2 c. whole wheat flour
1/2 c. oats
2 tsp. baking powder
1/2 tsp. baking soda
1 tsp. salt
2 tsp. cinnamon
1/2 tsp. cloves
1/2 tsp. nutmeg
1/2 c. brown sugar

Pour in loaf pan and bake for 1 hour.

Variation: Maple Fig

Replace sweet potato with 1/4 cup pureed fig preserves and 1/2 c. maple syrup. Increase oats to 1 cup.

Irish Soda Newywed Bread

This one is more like a hearty sandwich bread, with only slightly sweet taste, and with the strong soda flavor characteristic of the orignal Irish version. It’s baked as a round rather than in a loaf pan to give it a beautiful crispy crust all over.

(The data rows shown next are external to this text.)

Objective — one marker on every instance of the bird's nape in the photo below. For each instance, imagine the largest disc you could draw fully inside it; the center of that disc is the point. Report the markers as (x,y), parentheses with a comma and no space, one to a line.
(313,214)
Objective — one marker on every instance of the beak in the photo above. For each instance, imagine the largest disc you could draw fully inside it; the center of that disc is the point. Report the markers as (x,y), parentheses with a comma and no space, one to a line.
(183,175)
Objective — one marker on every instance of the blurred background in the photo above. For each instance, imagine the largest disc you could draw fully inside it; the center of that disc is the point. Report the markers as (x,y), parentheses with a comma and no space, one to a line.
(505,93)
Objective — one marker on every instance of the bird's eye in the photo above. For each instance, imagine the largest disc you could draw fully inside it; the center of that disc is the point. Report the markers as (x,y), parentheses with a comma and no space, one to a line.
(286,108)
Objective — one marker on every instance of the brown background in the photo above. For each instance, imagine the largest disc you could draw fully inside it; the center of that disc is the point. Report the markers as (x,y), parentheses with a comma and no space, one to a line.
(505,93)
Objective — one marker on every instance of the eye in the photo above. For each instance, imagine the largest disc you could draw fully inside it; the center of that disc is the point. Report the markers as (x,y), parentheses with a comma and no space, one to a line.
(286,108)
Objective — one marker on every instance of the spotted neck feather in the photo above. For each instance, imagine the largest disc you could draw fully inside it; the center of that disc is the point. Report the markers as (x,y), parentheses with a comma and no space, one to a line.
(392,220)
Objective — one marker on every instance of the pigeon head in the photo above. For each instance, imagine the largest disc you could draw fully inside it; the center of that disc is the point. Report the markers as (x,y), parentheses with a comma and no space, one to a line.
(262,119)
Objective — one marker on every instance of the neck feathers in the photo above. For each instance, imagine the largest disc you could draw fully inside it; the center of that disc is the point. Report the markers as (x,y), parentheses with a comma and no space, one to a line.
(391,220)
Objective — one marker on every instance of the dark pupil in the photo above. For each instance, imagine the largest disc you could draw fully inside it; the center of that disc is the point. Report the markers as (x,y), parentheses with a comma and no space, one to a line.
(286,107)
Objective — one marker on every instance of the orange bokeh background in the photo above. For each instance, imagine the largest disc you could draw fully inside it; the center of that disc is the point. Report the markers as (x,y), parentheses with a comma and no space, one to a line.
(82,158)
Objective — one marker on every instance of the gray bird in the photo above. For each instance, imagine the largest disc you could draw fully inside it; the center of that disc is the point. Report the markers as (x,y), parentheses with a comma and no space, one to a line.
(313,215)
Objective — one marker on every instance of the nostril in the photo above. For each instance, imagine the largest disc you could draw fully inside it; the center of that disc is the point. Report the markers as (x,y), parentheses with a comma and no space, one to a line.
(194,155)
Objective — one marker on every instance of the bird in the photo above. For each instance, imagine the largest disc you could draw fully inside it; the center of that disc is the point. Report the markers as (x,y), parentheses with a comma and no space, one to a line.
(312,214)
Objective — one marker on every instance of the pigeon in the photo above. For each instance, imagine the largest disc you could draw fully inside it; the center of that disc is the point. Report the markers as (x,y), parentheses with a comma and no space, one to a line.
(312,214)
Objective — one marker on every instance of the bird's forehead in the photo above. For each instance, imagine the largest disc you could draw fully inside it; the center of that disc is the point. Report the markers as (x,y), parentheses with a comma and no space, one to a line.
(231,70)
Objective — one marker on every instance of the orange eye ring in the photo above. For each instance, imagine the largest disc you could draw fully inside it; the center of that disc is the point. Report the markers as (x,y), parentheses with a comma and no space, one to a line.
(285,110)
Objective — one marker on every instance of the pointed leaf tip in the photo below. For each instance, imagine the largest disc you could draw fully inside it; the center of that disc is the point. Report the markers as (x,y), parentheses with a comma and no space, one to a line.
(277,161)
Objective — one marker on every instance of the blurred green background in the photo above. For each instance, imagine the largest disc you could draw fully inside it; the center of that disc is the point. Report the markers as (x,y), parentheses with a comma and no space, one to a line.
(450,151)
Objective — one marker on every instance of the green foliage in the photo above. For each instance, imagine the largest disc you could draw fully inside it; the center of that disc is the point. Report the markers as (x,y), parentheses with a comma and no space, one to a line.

Fred prefers this loaf sweeter than I do, so simply increase the sugar to 3/4 cup if you want more of a breakfast bread.

Preheat oven to 400. Grease bottom of cookie sheet.

Mix together in large bowl:

1 c. starter
1 c. buttermilk
2 1/2 tbsp. melted butter (add to butter milk to cool before mixing)

Whisk together:

2 c. oats
1/2 c. whole wheat flour
1/2 – 3/4 c. brown sugar (depending on sweetness you prefer)
1 1/2 tsp. baking powder
1 1/2 tsp. salt

Add dry ingredients to batter and stir until mixture comes together. Turn out on floured surface and knead about 15 strokes. Form into round loaf shape and place on cookie sheet. Bake for 1 hour (check after 45 minutes for doneness.) Brush with melted butter.

New variations keep emerging. I’ll keep you posted.